If zero reads are detected supporting the minor isoform in the reference sample set, alpha is set to one and beta is set as shown below.

$$\beta_{R} = min\left( {\beta_{M} ,\mathop \sum \limits_{n = 1}^{{N_{R} }} T_{N} } \right)$$

For each sample of interest, the log cumulative probability of the major isoform read counts being less than or equal to those observed given the total read depth and the beta distribution fit to the reference sample is used as the outlier score.

$$LL_{s} = log\left( {betabinomial_{cdf} \left( {I_{s} ,T_{s} ,T_{n} ,\alpha_{R} ,\beta_{R} } \right)} \right)$$

Implementation of other differential splicing methods

For benchmarking we selected SplAdder’s differential splicing test using default parameters as a representative of the generalized linear model approach. We also wanted to include a simple method directly testing differences in PSI values. While a non-parametric test would be more appropriate, as PSI values are unlikely to be normally distributed, we would not have any power to detect differences with only three or four replicates per group. Instead, used a two-sample t-test, with the more conservative assumption of unequal variance, on the PSI values. SplAdder only reports PSI values for samples with a coverage of 10 for a given event, though PSI values can still be calculated from the isoform one and two coverages.

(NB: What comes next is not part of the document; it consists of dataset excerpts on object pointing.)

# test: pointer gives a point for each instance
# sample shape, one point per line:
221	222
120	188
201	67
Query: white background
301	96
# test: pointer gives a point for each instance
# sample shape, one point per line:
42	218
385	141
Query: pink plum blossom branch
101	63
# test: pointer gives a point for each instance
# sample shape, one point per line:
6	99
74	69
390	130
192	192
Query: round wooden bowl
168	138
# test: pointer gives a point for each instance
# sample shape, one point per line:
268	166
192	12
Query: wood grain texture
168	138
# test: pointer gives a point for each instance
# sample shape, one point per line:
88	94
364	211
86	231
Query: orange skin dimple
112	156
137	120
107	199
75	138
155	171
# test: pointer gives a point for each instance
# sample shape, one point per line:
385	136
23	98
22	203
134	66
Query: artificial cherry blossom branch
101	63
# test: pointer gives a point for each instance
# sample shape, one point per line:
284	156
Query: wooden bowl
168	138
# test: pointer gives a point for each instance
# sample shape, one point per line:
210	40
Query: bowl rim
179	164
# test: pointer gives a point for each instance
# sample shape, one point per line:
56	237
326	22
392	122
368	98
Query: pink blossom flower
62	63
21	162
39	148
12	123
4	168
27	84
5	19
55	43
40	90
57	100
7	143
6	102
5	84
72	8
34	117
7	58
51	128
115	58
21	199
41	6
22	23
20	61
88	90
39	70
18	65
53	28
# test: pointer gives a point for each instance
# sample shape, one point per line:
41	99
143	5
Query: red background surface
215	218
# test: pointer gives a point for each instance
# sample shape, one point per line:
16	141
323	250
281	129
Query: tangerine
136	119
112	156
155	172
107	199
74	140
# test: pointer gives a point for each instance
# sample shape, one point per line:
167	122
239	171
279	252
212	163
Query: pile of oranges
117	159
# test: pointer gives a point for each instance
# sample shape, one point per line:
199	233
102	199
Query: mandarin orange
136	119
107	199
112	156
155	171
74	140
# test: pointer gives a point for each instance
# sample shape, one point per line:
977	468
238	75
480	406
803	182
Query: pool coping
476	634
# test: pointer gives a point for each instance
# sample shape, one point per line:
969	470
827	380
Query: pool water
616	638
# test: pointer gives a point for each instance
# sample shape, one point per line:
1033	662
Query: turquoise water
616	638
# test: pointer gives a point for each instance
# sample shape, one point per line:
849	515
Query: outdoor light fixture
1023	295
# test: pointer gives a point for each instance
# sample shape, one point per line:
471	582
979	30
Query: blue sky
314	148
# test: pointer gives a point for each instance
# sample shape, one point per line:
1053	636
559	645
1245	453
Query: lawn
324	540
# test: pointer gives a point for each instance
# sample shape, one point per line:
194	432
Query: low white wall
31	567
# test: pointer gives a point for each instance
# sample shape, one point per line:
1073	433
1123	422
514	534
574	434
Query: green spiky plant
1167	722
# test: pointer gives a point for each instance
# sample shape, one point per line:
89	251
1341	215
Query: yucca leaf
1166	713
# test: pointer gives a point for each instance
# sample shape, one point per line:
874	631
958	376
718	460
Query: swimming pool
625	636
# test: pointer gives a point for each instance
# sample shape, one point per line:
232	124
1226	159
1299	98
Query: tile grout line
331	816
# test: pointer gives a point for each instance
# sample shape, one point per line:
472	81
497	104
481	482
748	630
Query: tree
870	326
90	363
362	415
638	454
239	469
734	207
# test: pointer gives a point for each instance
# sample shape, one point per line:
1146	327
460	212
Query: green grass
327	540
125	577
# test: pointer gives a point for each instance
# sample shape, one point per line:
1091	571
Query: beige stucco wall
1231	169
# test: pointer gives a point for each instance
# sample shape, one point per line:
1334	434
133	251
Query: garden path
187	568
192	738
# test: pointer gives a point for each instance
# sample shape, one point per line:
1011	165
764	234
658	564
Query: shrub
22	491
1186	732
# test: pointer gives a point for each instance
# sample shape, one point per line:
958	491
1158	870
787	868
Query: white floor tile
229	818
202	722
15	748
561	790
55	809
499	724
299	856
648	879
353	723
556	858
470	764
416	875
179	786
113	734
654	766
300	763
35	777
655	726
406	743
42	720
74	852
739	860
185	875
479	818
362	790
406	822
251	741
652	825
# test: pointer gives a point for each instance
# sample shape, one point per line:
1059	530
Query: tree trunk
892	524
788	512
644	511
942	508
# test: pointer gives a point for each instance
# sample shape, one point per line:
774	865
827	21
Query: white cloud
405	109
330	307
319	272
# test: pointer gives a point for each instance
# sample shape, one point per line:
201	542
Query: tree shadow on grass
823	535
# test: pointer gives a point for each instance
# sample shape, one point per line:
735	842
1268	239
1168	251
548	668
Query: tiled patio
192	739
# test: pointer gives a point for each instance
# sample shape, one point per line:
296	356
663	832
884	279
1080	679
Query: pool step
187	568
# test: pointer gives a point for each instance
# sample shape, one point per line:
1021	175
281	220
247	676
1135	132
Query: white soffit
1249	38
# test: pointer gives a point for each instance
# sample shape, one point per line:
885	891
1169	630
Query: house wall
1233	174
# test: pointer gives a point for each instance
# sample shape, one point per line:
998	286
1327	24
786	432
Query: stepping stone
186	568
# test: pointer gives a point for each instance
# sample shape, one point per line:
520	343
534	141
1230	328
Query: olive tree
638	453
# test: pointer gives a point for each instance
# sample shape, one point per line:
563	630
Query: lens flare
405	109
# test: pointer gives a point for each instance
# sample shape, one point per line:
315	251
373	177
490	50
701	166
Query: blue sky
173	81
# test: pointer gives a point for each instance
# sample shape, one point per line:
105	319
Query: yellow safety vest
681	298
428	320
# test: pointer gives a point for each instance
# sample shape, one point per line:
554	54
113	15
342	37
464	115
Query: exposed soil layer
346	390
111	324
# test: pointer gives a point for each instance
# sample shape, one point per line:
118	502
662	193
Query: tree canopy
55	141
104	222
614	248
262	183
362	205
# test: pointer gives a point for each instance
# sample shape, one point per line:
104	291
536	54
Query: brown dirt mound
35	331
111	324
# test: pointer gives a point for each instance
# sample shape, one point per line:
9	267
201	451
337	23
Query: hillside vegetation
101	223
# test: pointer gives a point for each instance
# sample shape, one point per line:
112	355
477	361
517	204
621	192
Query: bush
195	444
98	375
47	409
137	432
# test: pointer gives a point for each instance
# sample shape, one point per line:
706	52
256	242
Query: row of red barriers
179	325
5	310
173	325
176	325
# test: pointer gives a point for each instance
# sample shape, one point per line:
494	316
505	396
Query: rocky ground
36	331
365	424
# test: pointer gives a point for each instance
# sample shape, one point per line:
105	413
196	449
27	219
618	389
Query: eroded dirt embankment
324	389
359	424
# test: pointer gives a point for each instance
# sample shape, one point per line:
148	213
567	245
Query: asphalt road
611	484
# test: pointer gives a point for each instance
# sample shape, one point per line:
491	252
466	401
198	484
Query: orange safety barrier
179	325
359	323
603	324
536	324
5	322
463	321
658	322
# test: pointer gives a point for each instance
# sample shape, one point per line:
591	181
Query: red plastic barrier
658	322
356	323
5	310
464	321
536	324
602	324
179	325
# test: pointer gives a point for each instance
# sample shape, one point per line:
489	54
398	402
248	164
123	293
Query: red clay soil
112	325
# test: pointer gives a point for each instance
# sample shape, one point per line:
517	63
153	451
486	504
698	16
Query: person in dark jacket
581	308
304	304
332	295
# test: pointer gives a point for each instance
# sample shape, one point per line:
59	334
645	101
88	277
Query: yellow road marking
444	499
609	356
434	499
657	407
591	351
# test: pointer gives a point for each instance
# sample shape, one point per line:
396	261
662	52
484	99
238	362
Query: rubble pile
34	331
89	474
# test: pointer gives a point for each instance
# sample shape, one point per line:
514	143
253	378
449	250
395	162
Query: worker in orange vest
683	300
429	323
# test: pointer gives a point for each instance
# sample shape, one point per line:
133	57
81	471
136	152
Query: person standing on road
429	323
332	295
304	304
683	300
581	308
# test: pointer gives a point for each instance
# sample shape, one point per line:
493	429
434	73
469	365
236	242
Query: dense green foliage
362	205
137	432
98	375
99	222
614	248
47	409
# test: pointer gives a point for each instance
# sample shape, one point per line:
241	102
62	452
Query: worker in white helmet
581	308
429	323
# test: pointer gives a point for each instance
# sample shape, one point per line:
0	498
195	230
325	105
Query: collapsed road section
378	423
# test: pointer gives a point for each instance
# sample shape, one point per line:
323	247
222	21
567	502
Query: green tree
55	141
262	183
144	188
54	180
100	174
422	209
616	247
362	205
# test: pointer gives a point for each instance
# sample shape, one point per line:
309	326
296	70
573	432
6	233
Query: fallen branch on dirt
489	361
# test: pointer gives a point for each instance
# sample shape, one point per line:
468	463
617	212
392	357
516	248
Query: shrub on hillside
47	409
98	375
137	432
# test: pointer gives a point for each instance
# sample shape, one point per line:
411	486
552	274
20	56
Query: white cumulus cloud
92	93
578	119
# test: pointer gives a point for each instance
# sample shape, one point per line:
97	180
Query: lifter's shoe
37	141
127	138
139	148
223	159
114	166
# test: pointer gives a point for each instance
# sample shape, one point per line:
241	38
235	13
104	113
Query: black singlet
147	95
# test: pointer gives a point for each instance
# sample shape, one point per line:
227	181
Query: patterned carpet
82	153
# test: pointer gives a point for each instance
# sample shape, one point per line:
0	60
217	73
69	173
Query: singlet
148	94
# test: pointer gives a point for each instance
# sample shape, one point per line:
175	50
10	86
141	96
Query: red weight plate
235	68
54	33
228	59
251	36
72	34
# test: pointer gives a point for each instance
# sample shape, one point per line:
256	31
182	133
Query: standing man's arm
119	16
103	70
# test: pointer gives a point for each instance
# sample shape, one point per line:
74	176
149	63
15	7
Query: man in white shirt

We applied the t-test both to all PSI values as well as treating the data points with depth less than 10 as missing data.

Implementation of other splicing outlier detection methods

We implemented two simple methods using the distribution of PSIs for comparison. The first finds the median absolute deviation from the set of reference samples. Below, \({x}_{s}\) indicates the PSI of the sample s and \({x}_{R}\) indicates the array of PSI values associated with reference samples.

$${MAD}_{s}=\frac{{x}_{s}-median({x}_{R})}{max(median(\left|{x}_{r}-median({x}_{R})\right|),0.01)}$$

The second normalizes to the interquartile range.

$${x}_{s}<{Q}_{25}:{IQR}_{s}= \frac{{Q}_{25}-{x}_{s}}{max({Q}_{75}-{Q}_{25}),0.01)}$$
$${{Q}_{25}\ge x}_{s}\ge {Q}_{75}: {IQR}_{s}=0$$
$${x}_{s}>{Q}_{75}:{IQR}_{s}= \frac{{{x}_{s}-Q}_{75}}{max({Q}_{7t}-{Q}_{25}),0.01)}$$

We applied both of these methods either using all of the PSI values, as well as only using data points with depth less than 10 as missing data.

Ethics approval and consent to participate

The study protocol and written informed consent for the use of human fibroblast cells of the MFTMT cases and controls was approved by the Western Institutional Review Board (WIRB; study number 20120789). The SU2C melanoma biopsies were collected through a clinical trial (NCT02094872). Ethics review boards at all participating institutions approved the study, which was conducted in accordance with the Declaration of Helsinki and Good Clinical Practice guidelines. All patients provided written informed consent.